Between 2013 and 2015, Catalist companies raised more than S$3 billion (US$2.2 billion) through IPOs, reverse takeovers, placements, rights and bond listings, a significant jump of 54 per cent when compared against 2008 – 2012. The board also displays healthy liquidity and good turnover velocity of more than 100%, significantly higher when compared to other growth platforms in the world.
What kind of tech companies would Catalist attract?
While Catalist attracts emerging tech companies, they still need to have an established track record and fulfill certain criteria.
“As a sponsor, we are only interested in companies that are more mature. We typically do not invest in or work with companies within three years of their inception. We see them but we do not actively work with them,” says Liew.
According to Liew, companies in their early years or stages are far more prone to failure, which make them risky investments.

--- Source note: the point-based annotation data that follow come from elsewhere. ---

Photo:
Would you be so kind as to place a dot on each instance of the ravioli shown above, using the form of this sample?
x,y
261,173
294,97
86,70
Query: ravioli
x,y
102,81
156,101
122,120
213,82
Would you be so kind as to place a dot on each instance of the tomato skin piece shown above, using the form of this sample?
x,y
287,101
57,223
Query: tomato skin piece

Once a company has moved past the three-year mark, have established some viable business model or product prototype, and have moved out the pure accelerators and incubators – that is when it is more equipped to be listed.

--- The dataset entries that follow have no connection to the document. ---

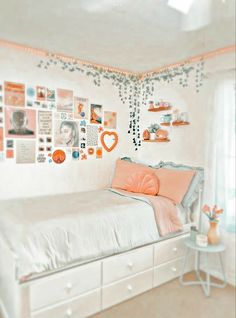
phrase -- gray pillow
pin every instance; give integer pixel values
(193, 191)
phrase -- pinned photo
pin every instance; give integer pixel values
(66, 134)
(30, 92)
(1, 139)
(10, 153)
(99, 153)
(41, 93)
(25, 151)
(14, 94)
(10, 143)
(51, 94)
(95, 114)
(45, 123)
(20, 123)
(110, 120)
(64, 100)
(81, 106)
(29, 103)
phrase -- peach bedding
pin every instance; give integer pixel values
(139, 178)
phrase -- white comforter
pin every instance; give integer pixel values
(47, 233)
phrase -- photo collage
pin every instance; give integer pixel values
(40, 124)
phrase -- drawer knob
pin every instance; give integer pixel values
(130, 265)
(69, 313)
(130, 288)
(69, 286)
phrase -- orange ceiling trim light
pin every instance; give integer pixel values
(193, 59)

Depending on the market the company is in, revenue stream may also play a big role.
“If the companies are in the right sector–one that is very hot, investors will be less concerned about the profitability model,” says Liew.

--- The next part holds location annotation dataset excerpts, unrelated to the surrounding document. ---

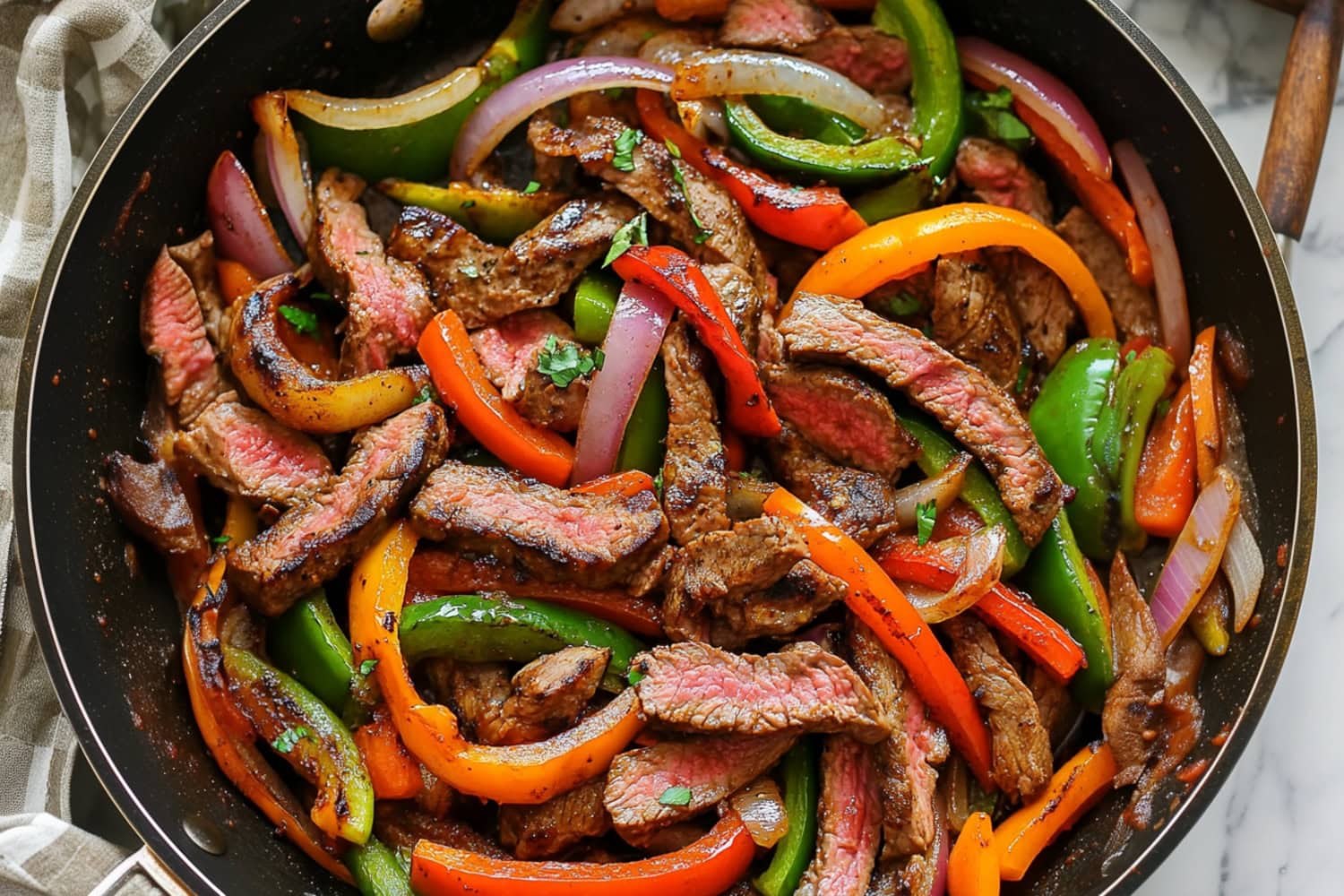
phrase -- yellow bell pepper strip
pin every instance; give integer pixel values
(1072, 791)
(882, 606)
(523, 774)
(900, 246)
(973, 866)
(709, 866)
(462, 386)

“If they are in the more matured segment, then investors are probably going to expect some level of profitability. Because with more maturity means greater competition, if they are already so many players in that emerging space, and you are not profitable or can’t scale, the chances of you being profitable will less be likely lower. So they trade off that risk return,” adds Liew.
For companies that are focussed on disruptive technology, investors will tend to focus more on the underlying technology and growth potentials. If the company is tackling a matured sector, investors will focus on the management and founders.
“The more tech-driven, the more sensitive the success of the business is to changes in an early stage movement, because these are not established and they are trying to be disruptive. Looking at the trends is very critical, and finding out what is the market potential.” explains Liew.
Liew however, believes if the skills of the founders would be inconsequential if they are not in the right sector, because there would not be enough upside to attract investors.
For Liew, the medtech, fintech and clean energy companies present the most lucrative value propositions.
These products include wearables, payment gateways and solar cells technology.
The way forward for Catalist
In addition to attracting local tech companies to list, Catalist is also seeing more foreign companies coming onboard. In 2015, non-Singapore companies accounted for 55 per cent of the total funds raised on Catalist at IPO.
But are there concerns that these foreign entities might eclipse local companies? Liew believes this is not the case, on the contrary, it will strengthen the local tech ecosystem.
“Singapore has a very small tech ecosystem. To improve and enhance that, you need to bring in a lot of foreign entrepreneurs with different ideas, so it is that interaction between local and foreign companies and the sharing of expertise and resources that will drive the industry forward,” says Liew.
Some companies might use Catalist as a stepping stone to list on the Mainboard once they have matured. In fact, 17 companies on Catalist have already accomplished that. But Liew hopes that companies will be able to carve out their own identity on the Catalist.
“Hopefully the Mainboard and the Catalist will grow to a point, where like Nasdaq and NYSE, they are two uniquely different entities.. In the past companies that list on NASDAQ jump on to NYSE when they mature. Now, that isn’t the case as each boards have their own identity and space.”
Disclosure: This article was produced by the e27 content marketing team, sponsored by SGX.